A new initiative aims to build a comprehensive tree of life that brings together everything scientists know about how all species are related, from the tiniest bacteria to the tallest tree. Researchers are working to provide the infrastructure and computational tools to enable automatic updating of the tree of life, as well as develop the analytical and visualization tools to study it. Scientists have been building evolutionary trees for more than 150 years, since Charles Darwin drew the first sketches in his notebook. Our group is faced with the challenge of gathering scattered research on some two million known species, placing them and their associated data on a single evolutionary tree of life and then providing a way for new species to be added by researchers around the world. (hence the “Open” in our name). Traditional data storage and software are simply not up to the task. With any number of scientists and researchers contributing their work to the Open Tree, standardization is key. The largest existing evolutionary trees contain around 100,000 species. Creating a system to include twenty times that amount means redefining how and what types of data storage are used.      This is no simple task. For instance, what are the criteria that should be used to distinguish species? Is it genetic material? Is it a variation in certain features? For species that are extinct, like early mammals or dinosaurs, we don’t have enough genetic material to say for certain where those species fit in the tree. Does morphology (the animal’s form or shape) then come into play? Terminology must be standardized. One research team might store their data under one scientific name, while another might use a completely different one.

     As we work to resolve these issues, a key factor in successfully assembling a comprehensive tree is finding unique and intuitive ways to illustrate relationships between the species. Rick Ree (Field Museum of Natural History, University of Chicago), Stephen Smith (University of Michigan), and Mark Holder (University of Kansas) from our group are using something called “graph database” technology to organize the big data associated with the tree.

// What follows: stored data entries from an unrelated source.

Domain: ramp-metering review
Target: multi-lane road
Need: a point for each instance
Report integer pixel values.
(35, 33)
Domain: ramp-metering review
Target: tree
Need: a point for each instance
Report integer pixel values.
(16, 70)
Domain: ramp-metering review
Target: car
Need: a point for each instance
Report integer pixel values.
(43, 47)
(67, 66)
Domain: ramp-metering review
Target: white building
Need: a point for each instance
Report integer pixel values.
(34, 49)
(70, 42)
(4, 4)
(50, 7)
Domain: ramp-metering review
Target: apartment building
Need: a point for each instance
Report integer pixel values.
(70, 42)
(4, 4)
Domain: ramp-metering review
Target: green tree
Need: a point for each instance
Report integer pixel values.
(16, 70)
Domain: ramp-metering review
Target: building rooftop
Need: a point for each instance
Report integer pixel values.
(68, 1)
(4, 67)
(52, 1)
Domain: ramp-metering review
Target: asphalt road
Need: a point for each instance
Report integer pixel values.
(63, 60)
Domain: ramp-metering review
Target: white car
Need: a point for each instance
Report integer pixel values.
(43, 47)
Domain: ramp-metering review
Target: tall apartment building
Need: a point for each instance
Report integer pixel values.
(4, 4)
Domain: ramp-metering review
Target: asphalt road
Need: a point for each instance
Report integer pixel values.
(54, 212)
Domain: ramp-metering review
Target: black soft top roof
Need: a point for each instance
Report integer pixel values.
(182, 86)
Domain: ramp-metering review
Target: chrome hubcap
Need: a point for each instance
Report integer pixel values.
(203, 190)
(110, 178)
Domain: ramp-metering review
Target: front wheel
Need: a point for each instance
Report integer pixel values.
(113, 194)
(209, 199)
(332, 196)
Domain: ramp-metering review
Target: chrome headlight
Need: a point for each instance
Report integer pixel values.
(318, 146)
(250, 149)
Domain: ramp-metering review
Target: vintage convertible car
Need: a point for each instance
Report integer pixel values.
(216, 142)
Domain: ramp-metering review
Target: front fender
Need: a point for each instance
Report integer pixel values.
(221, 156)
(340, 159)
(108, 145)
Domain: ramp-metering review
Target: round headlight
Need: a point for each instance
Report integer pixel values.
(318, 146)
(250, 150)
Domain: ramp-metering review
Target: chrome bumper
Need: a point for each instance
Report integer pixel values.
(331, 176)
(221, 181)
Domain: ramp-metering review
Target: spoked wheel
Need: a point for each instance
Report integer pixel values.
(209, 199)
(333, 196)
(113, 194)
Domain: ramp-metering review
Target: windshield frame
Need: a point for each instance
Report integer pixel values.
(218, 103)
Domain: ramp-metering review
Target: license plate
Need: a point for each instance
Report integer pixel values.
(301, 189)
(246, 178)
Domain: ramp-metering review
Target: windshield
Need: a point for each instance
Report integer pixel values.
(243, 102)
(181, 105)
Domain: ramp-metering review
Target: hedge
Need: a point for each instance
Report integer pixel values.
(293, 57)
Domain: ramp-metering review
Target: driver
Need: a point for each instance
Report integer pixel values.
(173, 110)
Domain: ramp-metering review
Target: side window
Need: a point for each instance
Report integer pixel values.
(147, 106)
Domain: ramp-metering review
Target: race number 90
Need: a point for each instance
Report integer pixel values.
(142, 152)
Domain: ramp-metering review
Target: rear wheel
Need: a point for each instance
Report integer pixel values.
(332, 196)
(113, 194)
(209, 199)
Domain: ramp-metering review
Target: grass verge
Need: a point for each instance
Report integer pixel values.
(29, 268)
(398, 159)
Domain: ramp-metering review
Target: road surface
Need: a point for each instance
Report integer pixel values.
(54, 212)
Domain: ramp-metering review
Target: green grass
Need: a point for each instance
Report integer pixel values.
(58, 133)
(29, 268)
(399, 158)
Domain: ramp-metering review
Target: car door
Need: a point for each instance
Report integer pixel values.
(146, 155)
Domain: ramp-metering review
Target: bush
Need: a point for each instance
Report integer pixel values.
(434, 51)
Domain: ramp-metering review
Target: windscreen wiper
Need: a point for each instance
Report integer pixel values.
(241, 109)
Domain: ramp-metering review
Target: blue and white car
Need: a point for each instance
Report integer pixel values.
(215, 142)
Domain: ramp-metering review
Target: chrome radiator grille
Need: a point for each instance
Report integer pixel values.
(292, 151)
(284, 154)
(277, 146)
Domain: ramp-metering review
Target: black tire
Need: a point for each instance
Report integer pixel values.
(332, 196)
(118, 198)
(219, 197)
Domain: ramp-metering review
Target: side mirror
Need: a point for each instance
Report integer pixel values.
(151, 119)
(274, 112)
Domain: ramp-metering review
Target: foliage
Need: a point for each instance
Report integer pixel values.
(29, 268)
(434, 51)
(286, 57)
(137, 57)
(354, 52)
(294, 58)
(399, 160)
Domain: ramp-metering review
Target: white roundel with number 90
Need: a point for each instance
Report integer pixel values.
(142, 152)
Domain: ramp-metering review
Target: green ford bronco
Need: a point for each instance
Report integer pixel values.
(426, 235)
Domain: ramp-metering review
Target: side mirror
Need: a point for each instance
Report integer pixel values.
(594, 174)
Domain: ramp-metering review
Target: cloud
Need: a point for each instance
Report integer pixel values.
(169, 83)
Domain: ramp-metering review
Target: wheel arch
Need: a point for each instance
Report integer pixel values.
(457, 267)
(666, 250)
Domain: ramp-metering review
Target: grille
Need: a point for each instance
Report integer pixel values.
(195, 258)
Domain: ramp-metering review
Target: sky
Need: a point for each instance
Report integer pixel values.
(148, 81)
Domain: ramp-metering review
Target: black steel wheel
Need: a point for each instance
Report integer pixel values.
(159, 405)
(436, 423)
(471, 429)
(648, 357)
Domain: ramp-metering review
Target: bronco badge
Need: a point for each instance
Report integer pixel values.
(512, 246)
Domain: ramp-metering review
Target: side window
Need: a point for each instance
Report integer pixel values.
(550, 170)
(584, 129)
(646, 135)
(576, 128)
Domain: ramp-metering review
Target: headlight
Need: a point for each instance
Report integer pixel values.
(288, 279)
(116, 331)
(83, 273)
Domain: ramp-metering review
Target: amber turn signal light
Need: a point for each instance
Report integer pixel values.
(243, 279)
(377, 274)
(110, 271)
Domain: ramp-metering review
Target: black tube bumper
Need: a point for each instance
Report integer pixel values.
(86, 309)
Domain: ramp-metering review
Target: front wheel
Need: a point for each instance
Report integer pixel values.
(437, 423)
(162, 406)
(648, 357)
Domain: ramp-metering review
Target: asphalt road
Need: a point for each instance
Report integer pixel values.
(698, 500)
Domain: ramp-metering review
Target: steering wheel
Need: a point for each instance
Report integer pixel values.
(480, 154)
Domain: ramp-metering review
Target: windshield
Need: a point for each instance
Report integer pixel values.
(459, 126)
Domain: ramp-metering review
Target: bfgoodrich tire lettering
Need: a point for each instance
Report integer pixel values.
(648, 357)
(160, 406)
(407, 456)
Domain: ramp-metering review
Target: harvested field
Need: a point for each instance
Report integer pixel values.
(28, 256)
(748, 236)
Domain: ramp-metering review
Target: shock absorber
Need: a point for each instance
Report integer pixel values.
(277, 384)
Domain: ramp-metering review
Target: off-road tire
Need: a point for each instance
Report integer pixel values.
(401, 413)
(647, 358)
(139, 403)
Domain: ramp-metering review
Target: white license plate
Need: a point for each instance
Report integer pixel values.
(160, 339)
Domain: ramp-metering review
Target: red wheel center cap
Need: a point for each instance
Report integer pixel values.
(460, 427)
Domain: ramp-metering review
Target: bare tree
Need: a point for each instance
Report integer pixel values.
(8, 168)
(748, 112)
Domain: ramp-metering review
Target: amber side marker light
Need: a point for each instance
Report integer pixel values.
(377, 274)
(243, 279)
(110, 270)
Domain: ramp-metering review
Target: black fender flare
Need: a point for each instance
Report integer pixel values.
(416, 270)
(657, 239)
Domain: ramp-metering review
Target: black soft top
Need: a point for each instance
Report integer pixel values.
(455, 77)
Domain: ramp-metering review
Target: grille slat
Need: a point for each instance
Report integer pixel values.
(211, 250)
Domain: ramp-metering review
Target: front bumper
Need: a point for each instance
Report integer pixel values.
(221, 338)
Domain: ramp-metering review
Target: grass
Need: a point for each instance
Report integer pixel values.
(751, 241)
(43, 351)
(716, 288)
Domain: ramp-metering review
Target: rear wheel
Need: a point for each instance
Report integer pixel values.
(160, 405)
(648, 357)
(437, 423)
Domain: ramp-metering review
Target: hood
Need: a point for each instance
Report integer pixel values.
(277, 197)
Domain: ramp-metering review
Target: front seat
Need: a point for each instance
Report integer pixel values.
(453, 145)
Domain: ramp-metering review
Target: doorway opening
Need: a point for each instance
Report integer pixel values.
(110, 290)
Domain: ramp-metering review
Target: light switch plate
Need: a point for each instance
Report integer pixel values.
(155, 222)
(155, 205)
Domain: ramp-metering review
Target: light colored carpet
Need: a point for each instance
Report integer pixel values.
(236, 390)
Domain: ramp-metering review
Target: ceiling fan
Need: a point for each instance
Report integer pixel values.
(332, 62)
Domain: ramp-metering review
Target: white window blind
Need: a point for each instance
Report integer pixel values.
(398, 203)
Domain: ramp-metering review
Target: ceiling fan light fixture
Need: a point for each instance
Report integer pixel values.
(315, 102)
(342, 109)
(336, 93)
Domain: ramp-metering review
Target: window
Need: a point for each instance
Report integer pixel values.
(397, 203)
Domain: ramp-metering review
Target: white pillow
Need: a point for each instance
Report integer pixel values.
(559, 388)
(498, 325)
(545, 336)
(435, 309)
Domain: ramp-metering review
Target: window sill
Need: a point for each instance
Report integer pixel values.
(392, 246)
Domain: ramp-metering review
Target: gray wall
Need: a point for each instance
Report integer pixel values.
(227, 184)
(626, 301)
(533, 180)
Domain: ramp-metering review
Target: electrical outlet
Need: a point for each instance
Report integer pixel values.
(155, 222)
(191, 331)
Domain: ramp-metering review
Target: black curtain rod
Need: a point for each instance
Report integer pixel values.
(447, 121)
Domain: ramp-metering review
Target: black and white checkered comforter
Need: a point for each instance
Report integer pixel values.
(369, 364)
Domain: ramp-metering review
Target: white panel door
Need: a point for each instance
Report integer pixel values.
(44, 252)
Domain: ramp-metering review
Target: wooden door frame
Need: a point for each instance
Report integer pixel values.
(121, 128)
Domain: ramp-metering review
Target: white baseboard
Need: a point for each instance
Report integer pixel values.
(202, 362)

     A graph database can better highlight how one species is connected to another. Facebook and Twitter use them. Earlier forms of data storage were very limiting. For instance, if you wanted to store information about your very interesting friend “Linda,” you were restricted to the data fields provided, such as her email, phone number, address, interests, and the like. If you had another friend, “Dave,” his information would be limited to the same data fields, and isolated from Linda’s.

     However, as we’ve seen in social media, there are new and exciting ways to store all sorts of data types – AND to connect them with each other. So now, not only can you access Dave and Linda’s information, you can see the relationships of your other friends to them and they can see their shared relationships, too.

     This type of approach to data management is perfect for the Open Tree of Life. With some editing and specializing of the types of data stored, the nodes and relationships that worked so well in social media will now be able to store information about the different species. Looking up a species of bear will not just result in information about that bear, but also similar bear species, its most recent ancestor to those other species, and even connections to the very first bear species. 

     These big data methods also make it much easier for future species to be added to the tree. With over ten million species left to discover and identify, the ability to expand the Open Tree is critical. Graph database technology will allow researchers and scientists to make those changes easily, without compromising the rest of the tree.

. Neo4j is the graph database that forms the back end of the Open Tree of Life.